Sofortinformation - Telefonkonferenz des Geschäftsführenden Parteivorstandes am 22. September 2014

Liebe Genossinnen und Genossen, der Geschäftsführende Parteivorstand tauschte sich über den Stand der Sondierungsgespräche in Thüringen und Brandenburg aus und zeigte sich überzeugt, dass die Landesverbände verantwortungsvoll mit der ihnen von den Wählerinnen und Wählern übertragenen Verantwortung umgehen.

Das Votum des SPD-Parteikonvents für das TTIP-Freihandelsabkommen muss als Generalvollmacht für Sigmar Gabriel gewertet werden, weiter zu verhandeln. Mehr als enttäuschend ist, dass der DGB Gabriel dabei den Rücken stärkt, um innerhalb der SPD eine TTIP-freundliche Position durchzusetzen. Diese Entwicklung zeigt: DIE LINKE ist die Adresse des Widerstands gegen TTIP.

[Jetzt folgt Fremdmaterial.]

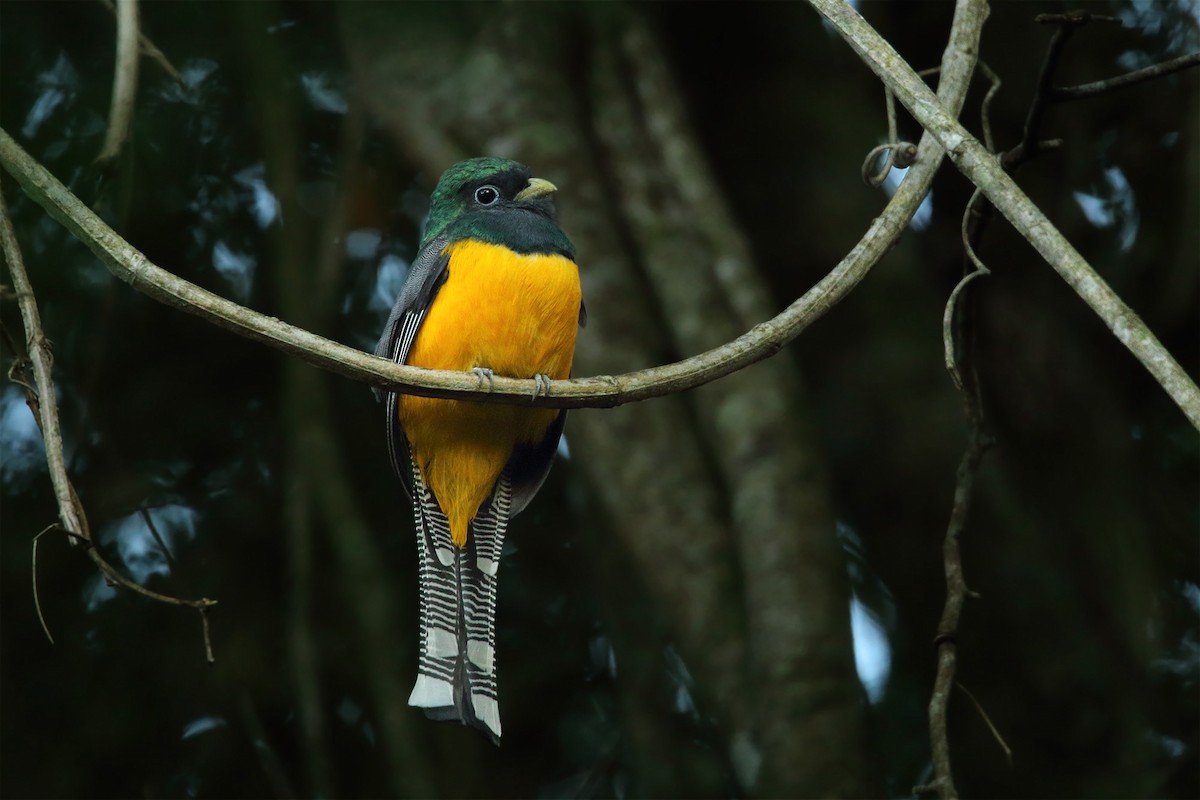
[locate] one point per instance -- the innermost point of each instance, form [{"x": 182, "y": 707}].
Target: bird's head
[{"x": 474, "y": 190}]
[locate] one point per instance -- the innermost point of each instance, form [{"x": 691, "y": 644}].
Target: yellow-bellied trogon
[{"x": 495, "y": 290}]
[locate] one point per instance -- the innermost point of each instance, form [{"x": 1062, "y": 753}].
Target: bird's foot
[
  {"x": 540, "y": 385},
  {"x": 481, "y": 374}
]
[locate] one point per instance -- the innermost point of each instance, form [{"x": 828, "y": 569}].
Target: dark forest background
[{"x": 677, "y": 605}]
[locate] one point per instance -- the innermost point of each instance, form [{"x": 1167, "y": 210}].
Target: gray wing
[{"x": 425, "y": 277}]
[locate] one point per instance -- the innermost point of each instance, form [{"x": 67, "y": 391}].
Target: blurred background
[{"x": 731, "y": 591}]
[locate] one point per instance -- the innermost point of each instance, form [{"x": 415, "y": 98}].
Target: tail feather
[{"x": 456, "y": 672}]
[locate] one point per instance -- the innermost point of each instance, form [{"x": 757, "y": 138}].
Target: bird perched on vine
[{"x": 493, "y": 290}]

Angesichts des Einknickens der grün-roten Landesregierung von Baden-Württemberg im Bundesrat beim Asylrecht dankte der Geschäftsführende Parteivorstand dem rot-rot regierten Brandenburg dafür, der Einschränkung des Asylrechts die Zustimmung verweigert zu haben. Erkauft hatte sich die Bundesregierung die Zustimmung zur Ausweitung der Drittstaaten mit "Zugeständnissen" bei der Residenzpflicht, dem Sachleistungsprinzip im Asylbewerberleistungsgesetz und der Vorrangprüfung bei der Arbeitssuche. Diese "Zugeständnisse" sind jedoch das Papier kaum wert, auf dem sie stehen - vieles davon hätten die Länder, so auch Baden-Württemberg, selbst schon längst regeln können.

Den Angriff auf die Stadt Ain al-Arab (Kobane) durch die Truppen des IS betrachtet der Geschäftsführende Parteivorstand als Unterstützung der IS seitens der Türkei, die angeblich zur "Koalition der Willigen" gegen die IS gehört. Gleichzeitig blockiert die Türkei die Grenze für Hilfslieferungen. Der Geschäftsführende Parteivorstand erwartet von der Türkei, die Grenzen für Hilfslieferungen zu öffnen und von der Bundesregierung ein entsprechendes Einwirken auf den NATO- Mitgliedsstaat.

Am vergangenen Wochenende fand eine Vielzahl von Veranstaltungen statt. Am Freitag und Samstag kamen Tausende zum Fest der Linken, die Kreisvorsitzendenkonferenz mit über 100 Teilnehmerinnen und Teilnehmern kam zusammen, ein Neumitglieder-Treffen wurde organisiert, der Bundesausschuss tagte, das bundesweite Mentoringprogramm wurde gestartet. Zudem beteiligte sich die Partei an der Gegendemonstration gegen den "Marsch für das Lebens". Der Geschäftsführende Parteivorstand dankte den Mitarbeiterinnen und Mitarbeitern der Bundesgeschäftsstelle sowie allen, die zum Gelingen dieser vielen Aktionen und Veranstaltungen beigetragen haben, sehr herzlich für ihr großes Engagement.

Informiert wurde über den Abdruck einer Gegendarstellung der Parteivorsitzenden im Magazin DER SPIEGEL. Darin wird festgestellt, dass Katja Kipping das sogenannte No-Go-Papier nicht in Auftrag geben hat, es bis zum Zeitpunkt der Berichterstattung im SPIEGEL nicht kannte und die im Konzept mitgeteilten Passagen nicht ihrer Auffassung entsprachen.